Maiki ended up shaken by exchanges like this, his eyes shining in a way that was not quite normal; the passage of language through his body left him exhausted. Cassio returned to the problems of his thesis, and Maiki withdrew toward his inner hominid, in search of solace.
Cassio was working on the design of a constellation of autonomous agents: sleeper cells, latent, perfectly invisible, scattered throughout public third-party servers all over the world. It would be impossible for anyone to know what the cells were waiting for; th
at is, no one could possibly guess which of the universe’s signals would provoke something similar to a behavior. Cassio’s thesis project had a number of innovative features, and made him an extremely favorable prospect for a doctorate in cryptography. It described a set of algebraic transformations whose properties permitted the conception of a new type of algorithm based on public key encryption, a form of computation that could be used to hide complex processes on public servers under the very noses of their users. When the moment came and the proper set of signals was sent, the encrypted algorithms on the dark side of the globe would begin to execute their code, setting off on the mission they’d been built to carry out.
The method shared similarities with several emerging biological mechanisms wherein the sudden appearance of a key—an enzyme, an extremely specific temperature, the presence of a natural enemy—sets fundamental processes in motion; in some cases, the process involves the leap to a new formulation of existence.

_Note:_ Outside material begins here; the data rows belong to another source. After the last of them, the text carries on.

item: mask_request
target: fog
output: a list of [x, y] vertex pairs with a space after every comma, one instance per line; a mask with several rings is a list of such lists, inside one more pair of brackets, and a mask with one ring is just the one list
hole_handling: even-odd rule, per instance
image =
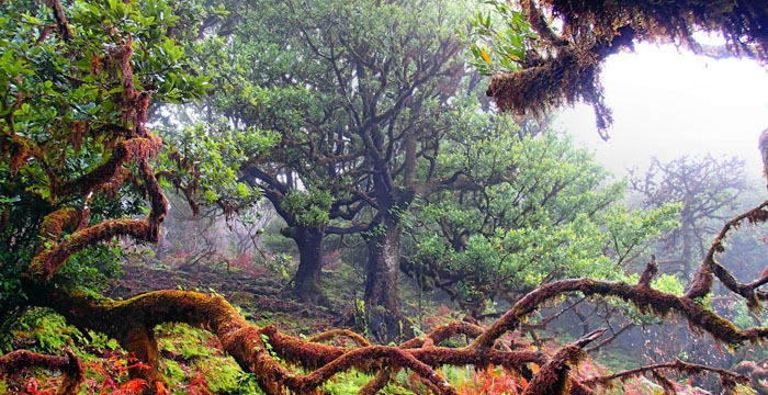
[[565, 110], [555, 127], [595, 149], [618, 176], [681, 155], [737, 155], [760, 174], [757, 138], [768, 127], [768, 70], [746, 59], [715, 59], [674, 46], [641, 44], [610, 57], [602, 72], [614, 124], [603, 142], [590, 106]]

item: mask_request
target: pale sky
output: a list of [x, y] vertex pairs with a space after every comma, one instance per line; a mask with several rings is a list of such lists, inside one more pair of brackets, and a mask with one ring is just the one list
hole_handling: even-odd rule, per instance
[[554, 126], [592, 148], [617, 176], [646, 168], [652, 156], [705, 153], [737, 155], [749, 173], [761, 173], [757, 138], [768, 128], [768, 69], [641, 44], [634, 54], [608, 58], [601, 76], [613, 110], [610, 139], [600, 139], [584, 104], [565, 110]]

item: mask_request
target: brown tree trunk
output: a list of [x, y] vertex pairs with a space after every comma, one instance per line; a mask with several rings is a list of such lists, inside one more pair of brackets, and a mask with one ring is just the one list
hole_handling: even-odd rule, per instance
[[410, 325], [397, 309], [397, 274], [400, 261], [398, 221], [385, 218], [371, 226], [365, 263], [365, 319], [370, 334], [382, 342], [410, 332]]
[[298, 247], [298, 268], [293, 276], [293, 291], [302, 302], [326, 305], [323, 294], [323, 230], [317, 227], [293, 227], [291, 236]]
[[293, 292], [302, 302], [327, 304], [323, 294], [323, 237], [319, 227], [291, 226], [281, 230], [298, 248], [298, 268], [293, 276]]

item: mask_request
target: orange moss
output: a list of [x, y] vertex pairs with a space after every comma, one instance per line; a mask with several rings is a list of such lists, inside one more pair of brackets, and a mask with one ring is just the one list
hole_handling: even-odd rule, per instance
[[26, 350], [16, 350], [0, 357], [0, 373], [19, 373], [25, 368], [45, 368], [59, 370], [64, 380], [56, 392], [57, 395], [75, 395], [83, 379], [82, 362], [72, 351], [64, 349], [66, 357], [44, 356]]

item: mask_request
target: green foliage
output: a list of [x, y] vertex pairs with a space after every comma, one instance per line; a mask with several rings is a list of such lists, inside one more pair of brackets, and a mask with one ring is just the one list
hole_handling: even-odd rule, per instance
[[321, 189], [292, 189], [285, 194], [281, 207], [290, 213], [301, 226], [318, 226], [329, 219], [328, 211], [334, 202], [330, 191]]
[[[487, 133], [487, 129], [482, 129]], [[675, 206], [629, 211], [590, 154], [556, 133], [520, 137], [499, 125], [456, 144], [477, 190], [423, 199], [410, 219], [415, 272], [453, 283], [482, 306], [563, 278], [618, 280], [647, 241], [676, 225]], [[455, 165], [454, 165], [455, 166]]]
[[482, 0], [461, 33], [470, 64], [482, 75], [516, 71], [526, 60], [526, 41], [535, 37], [526, 14], [507, 1]]
[[[133, 127], [121, 113], [126, 104], [121, 48], [132, 44], [133, 83], [155, 101], [200, 99], [210, 87], [168, 35], [178, 21], [168, 2], [66, 5], [68, 41], [44, 29], [56, 26], [44, 3], [14, 1], [2, 5], [0, 15], [0, 320], [23, 303], [18, 279], [45, 247], [38, 227], [46, 215], [88, 206], [92, 225], [142, 211], [144, 196], [133, 183], [115, 183], [110, 193], [93, 191], [92, 201], [79, 191], [57, 194], [58, 187], [104, 163], [124, 137], [120, 131]], [[100, 281], [114, 274], [114, 252], [84, 250], [66, 274]]]

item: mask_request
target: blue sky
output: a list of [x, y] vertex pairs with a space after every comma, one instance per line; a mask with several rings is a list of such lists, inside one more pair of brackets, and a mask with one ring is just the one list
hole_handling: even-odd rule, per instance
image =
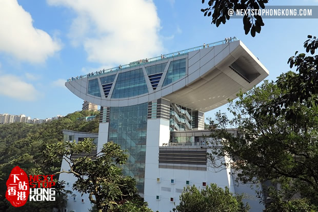
[[[268, 5], [318, 5], [277, 2]], [[201, 2], [0, 1], [0, 113], [65, 115], [83, 103], [64, 86], [71, 76], [230, 36], [241, 40], [274, 80], [290, 69], [287, 61], [296, 50], [304, 51], [307, 34], [318, 35], [317, 19], [264, 19], [255, 37], [244, 34], [241, 19], [217, 28], [203, 16]]]

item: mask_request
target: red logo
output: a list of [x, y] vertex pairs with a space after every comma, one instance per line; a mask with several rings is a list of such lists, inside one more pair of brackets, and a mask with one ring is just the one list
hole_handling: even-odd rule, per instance
[[6, 198], [14, 207], [24, 205], [29, 197], [29, 179], [27, 174], [16, 166], [7, 181]]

This was the idea with which Cassio had begun his personal research, back when he was playing with the notion of experimenting with the new generation of robust, powerful algorithms designed to penetrate security systems at critical moments without human intervention—algorithms that could learn from their own mistakes, abandoning paths as necessary in order to try others. His billions of data drones could carry on with their algorithmic lives without ever revealing the secret programming they held within; strictly speaking, they could dedicate themselves to normality as they awaited the call to begin the superordinate procedures for which they had been created.
It was an extremely beautiful idea. The algorithms were like golems, their bodies hidden in the high grass of data, awaiting the key that would turn them into something monstrous, potentially beyond control. Cassio spent hour after hour looking for any errors he might have made—future vulnerabilities against which to innoculate his creatures. Then he went to see Skilnov, his immediate superior.